Basta falar de controle de capitais para o mundo vir abaixo pelas vozes dos arautos do mercado financeiro. Mas se a mesma liberalização for proposta para a circulação das pessoas, as reações são proporcionais, principalmente no mundo rico. Os mais prósperos gostam de viver em guetos, o que se reproduz mesmo nos países mais pobres, com o isolamento das elites em seus condomínios fechados.
O egoísmo humano ganhou contornos mais perversos no recente episódio dos 63 imigrantes africanos que deixavam seu continente acossados pela guerra e pela miséria. Uma guerra, diga-se de passagem, criada pelos europeus e pelos Estados Unidos, em nome de uma suposta defesa da população civil líbia.
A intervenção estrangeira na Líbia, com seus bombardeios, criou uma legião de refugiados que tenta alcançar solo europeu em busca da sobrevivência. Mas é rejeitada e tratada como bicho, quando não abandonada à própria sorte, como aconteceu com a embarcação que deixou Trípoli com 72 pessoas a bordo e chegou a território europeu com apenas 11 vivos, depois de ter pedidos de socorro ignorados por embarcações da OTAN e autoridades de pelo menos três países.
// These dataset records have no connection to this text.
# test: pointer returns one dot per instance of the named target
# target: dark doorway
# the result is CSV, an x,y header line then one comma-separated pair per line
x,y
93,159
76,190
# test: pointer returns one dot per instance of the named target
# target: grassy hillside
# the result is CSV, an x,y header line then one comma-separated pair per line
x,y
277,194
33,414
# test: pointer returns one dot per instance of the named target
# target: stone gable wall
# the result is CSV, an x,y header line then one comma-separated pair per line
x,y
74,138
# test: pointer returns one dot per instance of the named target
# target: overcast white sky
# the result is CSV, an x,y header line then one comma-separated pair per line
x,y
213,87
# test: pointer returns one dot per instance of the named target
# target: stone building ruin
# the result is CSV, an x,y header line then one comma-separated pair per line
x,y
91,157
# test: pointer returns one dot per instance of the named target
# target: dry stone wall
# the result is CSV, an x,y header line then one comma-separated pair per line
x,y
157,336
A falta de solidariedade já havia se manifestado antes, quando a Itália, que recebe a maioria dos refugiados na ilha de Lampedusa, a meio caminho entre o norte da África e a Europa, pediu ajuda a seus vizinhos. A França tratou de fechar suas fronteiras a trens provenientes da Itália com imigrantes africanos e ainda teve o apoio da União Européia, que não viu violação da lei que garante a livre circulação de pessoas no continente.
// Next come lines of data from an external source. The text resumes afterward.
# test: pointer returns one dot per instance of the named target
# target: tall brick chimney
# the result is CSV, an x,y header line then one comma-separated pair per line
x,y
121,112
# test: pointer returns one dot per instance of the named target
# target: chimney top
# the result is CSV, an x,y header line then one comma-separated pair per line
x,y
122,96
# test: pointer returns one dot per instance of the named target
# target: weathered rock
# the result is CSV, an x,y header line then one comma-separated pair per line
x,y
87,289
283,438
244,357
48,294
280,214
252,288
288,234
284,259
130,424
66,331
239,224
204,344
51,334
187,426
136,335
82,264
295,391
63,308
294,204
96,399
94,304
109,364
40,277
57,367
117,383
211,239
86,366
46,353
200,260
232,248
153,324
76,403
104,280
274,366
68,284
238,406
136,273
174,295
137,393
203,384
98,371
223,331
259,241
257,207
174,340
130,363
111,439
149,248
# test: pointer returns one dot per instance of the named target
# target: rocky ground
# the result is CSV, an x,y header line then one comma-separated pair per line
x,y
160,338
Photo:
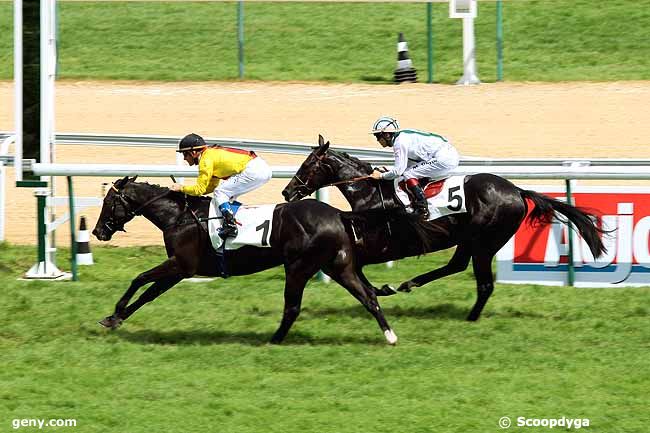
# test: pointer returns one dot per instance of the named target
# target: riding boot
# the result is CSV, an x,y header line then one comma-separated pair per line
x,y
228,226
420,206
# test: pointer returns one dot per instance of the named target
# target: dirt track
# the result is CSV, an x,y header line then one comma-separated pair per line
x,y
590,120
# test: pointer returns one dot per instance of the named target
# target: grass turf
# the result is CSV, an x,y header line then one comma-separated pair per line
x,y
196,359
553,40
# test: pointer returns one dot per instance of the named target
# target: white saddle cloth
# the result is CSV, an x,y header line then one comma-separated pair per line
x,y
450,199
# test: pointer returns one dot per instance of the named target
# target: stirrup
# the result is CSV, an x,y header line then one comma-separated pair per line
x,y
228,231
422,211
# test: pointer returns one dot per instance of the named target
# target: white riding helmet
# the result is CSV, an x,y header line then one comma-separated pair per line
x,y
385,124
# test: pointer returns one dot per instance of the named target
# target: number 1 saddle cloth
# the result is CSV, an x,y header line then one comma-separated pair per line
x,y
253,226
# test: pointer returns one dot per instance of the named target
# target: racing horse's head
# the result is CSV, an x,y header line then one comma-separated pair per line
x,y
117,210
314,173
A França queria que os africanos apresentassem passaporte e provassem que podiam se sustentar financeiramente para entrar em seu território. Ignorou sua condição de refugiados, que tentam refazer suas vidas no momento em que são mais uma vez vítimas dos abusos europeus, com participação direta da França.
A velha Europa, cenário de tantos conflitos, parece incapaz de ser solidária, mesmo internamente. A periférica Finlândia ameaça (ameaçou) vetar o socorro da União Européia a Portugal, mergulhado numa severa crise financeira. Os portugueses lembraram a ajuda que prestaram à Finlândia no conflito com a União Soviética, em 1940, enviando víveres e agasalhos, e pedem reciprocidade.
Não sei se a ajuda à Finlândia foi movida pela solidariedade ou pela aversão ao comunismo por parte do regime salazarista, mas ela efetivamente aconteceu e envolveu muitos portugueses. Seja como for, poderia se demonstrar agora diante de um pequeno vizinho de continente. Mas o que move as relações entre as nações não são valores morais e sim financeiros. As noções de ajuda e respeito parecem ter desaparecido, como testemunhamos no Brasil com a chuva de críticas quando o governo agiu de forma solidária a vizinhos de economia menor, como Bolívia e Paraguai.